Investigators saw exploitation limited to "several dozen" targeted organizations globally, and observed post-compromise activity in at least one case that the vendor associates with a Qilin ransomware affiliate. Lotem Finkelstein additionally warned that the same ransomware affiliate is likely exploiting other VPN-related vulnerabilities in Palo Alto Networks, Fortinet, and F5 products.

Indicators, logs and the vendor’s recommended hunt window

Check Point published a list of indicators of compromise with its advisories. The vendor included attacker IP addresses and recommended that customers search Check Point SmartConsole logs for possible VPN certificate authentication attempts tied to the observed attacker infrastructure and certificate subject names.

The recommended log review window is explicit: customers should examine events for at least May 7 through June 5. That guidance reflects the vendor’s timeline of initial activity and the period when exploitation reportedly increased.

What this means for technologists and security teams, affected enterprises and ransom groups

  • Technologists and security teams: Apply the emergency hotfixes and the alternative mitigations Check Point published; search SmartConsole logs for the May 7–June 5 window and compare against the vendor’s indicators of compromise and attacker IP list.
  • Affected enterprises and procurement leaders: Identify Remote Access, Mobile Access, and Spark Firewall instances using deprecated IKEv1 and prioritize patching or mitigation for those systems; expect to consult the vendor advisories for configuration-specific instructions.
  • Adversaries and ransomware affiliates: Check Point observed at least one instance of post-compromise activity tied to a Qilin ransomware affiliate, and the vendor warned that the same actors may be exploiting VPN-related flaws across other vendors’ products.

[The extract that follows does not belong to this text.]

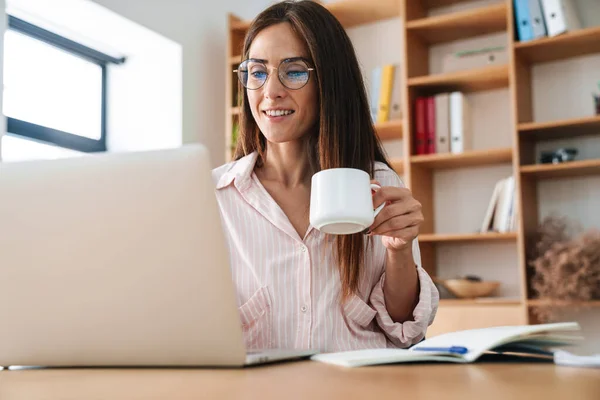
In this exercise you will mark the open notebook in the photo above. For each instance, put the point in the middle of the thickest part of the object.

Check Point’s sequence — initial detection, a public admission that exploitation was limited but occurred, and a bundled discovery of a second related vulnerability — leaves a clear, practical imperative: organizations with the named products and any use of deprecated IKEv1 should treat the vendor’s hotfixes and log-search window as operational priorities. For defenders, the path is explicit; for attackers, the advisories confirm what targeted exploitation can yield.